By Mr Matthew Ellis – Director MGB Legal
“Recently, the question has been raised about payments made to executors of deceased estates. More specifically, the question was raised about whether it is acceptable to make a payment of the proceeds of settlement directly to the executor, as opposed to an account in the name of the deceased’s estate. Obviously, you have to take your client’s instructions as to how to make payment of cheques, but there is some danger in allowing payments to be made to the executor in their own name, or even directly to beneficiaries.
An executor is obliged to get in all the assets of the deceased, pay the liabilities of the deceased, and then distribute in accordance with the Will or the Administration Act (as the case may be).

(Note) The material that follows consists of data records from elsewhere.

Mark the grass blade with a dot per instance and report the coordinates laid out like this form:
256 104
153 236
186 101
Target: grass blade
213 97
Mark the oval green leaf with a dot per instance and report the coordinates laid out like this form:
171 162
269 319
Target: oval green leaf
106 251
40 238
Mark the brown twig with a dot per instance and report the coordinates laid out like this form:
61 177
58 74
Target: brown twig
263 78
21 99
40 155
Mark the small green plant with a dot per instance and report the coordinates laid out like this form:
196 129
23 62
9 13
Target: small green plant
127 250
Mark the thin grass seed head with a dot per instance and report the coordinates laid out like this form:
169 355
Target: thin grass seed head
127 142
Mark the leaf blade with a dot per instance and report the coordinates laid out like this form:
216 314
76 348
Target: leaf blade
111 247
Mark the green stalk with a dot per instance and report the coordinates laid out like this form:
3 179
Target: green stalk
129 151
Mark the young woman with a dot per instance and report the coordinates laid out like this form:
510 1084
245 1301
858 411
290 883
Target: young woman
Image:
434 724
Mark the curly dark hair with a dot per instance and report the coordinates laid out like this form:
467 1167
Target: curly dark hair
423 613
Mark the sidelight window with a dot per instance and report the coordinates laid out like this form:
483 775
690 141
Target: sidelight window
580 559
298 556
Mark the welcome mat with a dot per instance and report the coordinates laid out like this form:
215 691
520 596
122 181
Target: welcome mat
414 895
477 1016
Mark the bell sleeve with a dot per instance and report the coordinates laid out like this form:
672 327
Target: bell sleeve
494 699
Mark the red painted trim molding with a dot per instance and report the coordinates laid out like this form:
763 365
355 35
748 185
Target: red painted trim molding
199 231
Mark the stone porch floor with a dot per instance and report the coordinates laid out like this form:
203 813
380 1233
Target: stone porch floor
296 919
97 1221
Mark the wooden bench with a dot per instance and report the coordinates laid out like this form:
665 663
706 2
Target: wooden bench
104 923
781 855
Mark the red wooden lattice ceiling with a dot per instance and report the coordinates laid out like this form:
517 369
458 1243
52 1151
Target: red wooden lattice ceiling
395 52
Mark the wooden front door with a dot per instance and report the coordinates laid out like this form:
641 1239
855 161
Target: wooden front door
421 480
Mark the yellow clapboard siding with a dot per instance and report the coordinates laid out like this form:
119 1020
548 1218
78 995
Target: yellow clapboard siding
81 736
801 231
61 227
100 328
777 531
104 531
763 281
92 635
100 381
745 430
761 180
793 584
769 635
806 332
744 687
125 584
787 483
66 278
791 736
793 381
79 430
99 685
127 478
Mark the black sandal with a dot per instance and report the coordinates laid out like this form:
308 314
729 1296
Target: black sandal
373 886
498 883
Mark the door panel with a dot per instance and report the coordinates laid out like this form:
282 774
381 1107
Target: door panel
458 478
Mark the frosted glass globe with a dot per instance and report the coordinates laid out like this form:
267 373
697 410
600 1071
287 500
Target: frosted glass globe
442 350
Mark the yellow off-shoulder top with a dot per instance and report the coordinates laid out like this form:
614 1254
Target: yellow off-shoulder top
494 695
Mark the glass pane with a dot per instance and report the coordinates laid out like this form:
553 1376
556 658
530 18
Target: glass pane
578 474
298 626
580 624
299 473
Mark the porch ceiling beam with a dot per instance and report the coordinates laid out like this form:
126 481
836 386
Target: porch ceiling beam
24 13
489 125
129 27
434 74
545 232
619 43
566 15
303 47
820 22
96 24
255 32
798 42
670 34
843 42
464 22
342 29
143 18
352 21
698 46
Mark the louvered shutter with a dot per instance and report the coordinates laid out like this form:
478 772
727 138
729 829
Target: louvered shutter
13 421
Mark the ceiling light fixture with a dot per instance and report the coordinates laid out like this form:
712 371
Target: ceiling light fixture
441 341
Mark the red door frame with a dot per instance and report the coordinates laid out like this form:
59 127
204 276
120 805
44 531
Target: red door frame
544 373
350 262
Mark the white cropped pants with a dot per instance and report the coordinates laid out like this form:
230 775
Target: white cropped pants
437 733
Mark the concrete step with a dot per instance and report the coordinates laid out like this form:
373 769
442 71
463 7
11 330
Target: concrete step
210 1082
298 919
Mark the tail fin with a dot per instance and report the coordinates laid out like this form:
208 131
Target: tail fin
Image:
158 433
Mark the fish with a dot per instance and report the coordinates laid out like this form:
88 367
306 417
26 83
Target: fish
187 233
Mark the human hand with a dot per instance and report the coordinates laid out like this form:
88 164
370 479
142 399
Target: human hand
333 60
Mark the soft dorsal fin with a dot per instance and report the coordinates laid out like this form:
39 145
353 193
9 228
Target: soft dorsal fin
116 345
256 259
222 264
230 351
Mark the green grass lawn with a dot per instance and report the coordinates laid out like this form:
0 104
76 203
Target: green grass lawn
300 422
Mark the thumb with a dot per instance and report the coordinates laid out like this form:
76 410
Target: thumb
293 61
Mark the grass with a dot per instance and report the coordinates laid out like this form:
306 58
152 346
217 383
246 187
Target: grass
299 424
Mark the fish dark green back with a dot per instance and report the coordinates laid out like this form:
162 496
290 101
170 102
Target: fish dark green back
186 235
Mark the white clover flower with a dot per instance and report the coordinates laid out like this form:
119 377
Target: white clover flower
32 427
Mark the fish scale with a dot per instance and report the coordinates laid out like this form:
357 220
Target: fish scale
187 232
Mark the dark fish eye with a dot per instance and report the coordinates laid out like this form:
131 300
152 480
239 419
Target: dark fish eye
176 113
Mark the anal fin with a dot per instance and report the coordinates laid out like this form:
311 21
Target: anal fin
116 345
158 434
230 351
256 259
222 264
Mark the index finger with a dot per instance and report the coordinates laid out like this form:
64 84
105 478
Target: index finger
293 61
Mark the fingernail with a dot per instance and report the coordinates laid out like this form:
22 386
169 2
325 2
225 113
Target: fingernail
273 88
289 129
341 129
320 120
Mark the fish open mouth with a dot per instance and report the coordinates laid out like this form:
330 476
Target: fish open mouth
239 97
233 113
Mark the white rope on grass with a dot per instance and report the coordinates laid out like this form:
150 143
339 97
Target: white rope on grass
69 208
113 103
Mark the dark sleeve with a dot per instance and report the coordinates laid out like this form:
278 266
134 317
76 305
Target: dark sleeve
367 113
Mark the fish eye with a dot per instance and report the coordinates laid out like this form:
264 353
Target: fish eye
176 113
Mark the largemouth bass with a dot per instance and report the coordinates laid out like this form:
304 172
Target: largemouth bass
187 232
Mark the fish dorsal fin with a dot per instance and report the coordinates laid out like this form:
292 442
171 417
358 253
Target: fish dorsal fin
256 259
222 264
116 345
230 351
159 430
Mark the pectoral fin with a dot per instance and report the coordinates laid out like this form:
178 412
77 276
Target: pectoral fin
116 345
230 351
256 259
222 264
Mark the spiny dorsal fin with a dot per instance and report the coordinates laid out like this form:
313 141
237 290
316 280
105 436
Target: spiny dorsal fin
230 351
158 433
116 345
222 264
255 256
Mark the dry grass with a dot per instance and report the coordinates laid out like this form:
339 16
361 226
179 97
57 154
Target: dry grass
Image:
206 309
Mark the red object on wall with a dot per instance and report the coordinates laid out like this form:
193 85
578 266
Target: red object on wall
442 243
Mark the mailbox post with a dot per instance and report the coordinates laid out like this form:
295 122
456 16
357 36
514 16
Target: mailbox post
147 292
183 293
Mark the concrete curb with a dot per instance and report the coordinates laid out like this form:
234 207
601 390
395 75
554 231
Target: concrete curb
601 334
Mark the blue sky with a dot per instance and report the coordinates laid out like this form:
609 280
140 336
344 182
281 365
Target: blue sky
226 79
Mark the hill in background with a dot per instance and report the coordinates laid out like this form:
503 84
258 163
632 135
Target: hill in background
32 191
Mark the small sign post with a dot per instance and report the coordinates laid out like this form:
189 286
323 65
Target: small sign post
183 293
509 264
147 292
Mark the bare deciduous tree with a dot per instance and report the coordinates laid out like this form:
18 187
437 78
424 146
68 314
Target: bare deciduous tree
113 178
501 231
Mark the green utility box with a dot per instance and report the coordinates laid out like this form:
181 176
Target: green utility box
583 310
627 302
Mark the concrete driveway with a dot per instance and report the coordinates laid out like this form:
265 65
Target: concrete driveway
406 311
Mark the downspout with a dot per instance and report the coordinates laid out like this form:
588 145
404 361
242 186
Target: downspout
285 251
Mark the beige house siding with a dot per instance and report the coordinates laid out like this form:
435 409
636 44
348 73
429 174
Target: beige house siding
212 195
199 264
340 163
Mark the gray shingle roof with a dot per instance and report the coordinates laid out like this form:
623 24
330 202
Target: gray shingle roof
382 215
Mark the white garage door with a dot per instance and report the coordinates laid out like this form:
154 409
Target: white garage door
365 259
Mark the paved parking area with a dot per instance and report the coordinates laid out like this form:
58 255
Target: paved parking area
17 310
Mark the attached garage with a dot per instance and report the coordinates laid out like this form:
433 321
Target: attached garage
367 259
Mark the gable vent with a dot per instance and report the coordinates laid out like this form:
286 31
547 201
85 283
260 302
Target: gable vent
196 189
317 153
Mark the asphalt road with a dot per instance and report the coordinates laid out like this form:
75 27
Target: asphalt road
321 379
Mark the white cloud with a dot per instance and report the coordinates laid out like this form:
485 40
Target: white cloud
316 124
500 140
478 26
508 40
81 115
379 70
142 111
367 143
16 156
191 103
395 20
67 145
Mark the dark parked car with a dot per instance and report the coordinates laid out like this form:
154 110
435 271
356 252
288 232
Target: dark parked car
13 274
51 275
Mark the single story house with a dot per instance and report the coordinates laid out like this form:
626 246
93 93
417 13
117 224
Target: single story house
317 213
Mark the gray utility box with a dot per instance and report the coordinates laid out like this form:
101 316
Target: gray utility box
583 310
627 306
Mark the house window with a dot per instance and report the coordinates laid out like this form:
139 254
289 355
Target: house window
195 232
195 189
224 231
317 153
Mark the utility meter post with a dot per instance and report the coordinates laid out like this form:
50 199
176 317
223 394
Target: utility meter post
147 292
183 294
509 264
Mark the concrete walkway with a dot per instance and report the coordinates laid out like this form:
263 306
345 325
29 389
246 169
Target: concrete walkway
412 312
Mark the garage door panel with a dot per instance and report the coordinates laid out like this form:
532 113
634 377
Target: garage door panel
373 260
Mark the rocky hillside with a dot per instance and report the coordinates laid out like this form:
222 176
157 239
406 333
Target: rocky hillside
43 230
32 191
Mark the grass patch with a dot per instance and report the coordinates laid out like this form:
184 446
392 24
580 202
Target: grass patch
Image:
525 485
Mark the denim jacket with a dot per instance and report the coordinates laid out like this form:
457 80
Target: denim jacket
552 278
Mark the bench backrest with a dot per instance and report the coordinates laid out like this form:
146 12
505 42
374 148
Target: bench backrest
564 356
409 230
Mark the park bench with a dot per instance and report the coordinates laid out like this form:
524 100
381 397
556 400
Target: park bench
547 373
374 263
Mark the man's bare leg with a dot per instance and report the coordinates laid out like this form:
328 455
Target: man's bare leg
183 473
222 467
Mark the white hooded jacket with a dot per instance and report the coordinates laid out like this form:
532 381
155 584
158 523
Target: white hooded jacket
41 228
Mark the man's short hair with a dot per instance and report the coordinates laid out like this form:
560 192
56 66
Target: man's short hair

An executor is also automatically a trustee, and therefore has all of the obligations of a trustee, including to keep their own funds and matters separate from the funds of the trust (or in this case, estate). By making the cheque payable to the executor directly, you could be facilitating a breach of trust by them. They may not be aware of it, which is why it’s a good idea for you to point it out and check they understand what they are supposed to be doing.
Payment to beneficiaries directly can also be a problem. You may not be aware of the debts of the estate, and whether they are paid. Beneficiaries only get paid once the debts have been fully paid out. So by permitting payment directly to beneficiaries, you may be inadvertently assisting the trustee in defrauding creditors.
While it’s a remote risk, we do know of cases in the eastern states where a lawyer drafting a will which was later found to be defective, was successfully sued by the beneficiaries named in that will for the loss they suffered. It’s not out of the realm of possibility to think that a failure to ensure payment is directed properly could create a potential liability to a beneficiary or creditor that doesn’t receive payment. So if you’re asked to order cheques to someone who is not the executor, it may be wise to make them aware that it should really go into an estate account, or else they could find themselves personally liable if a beneficiary or creditor wants to take action against them. They should be encouraged to make the cheques properly payable to the estate to avoid any problems down the track.”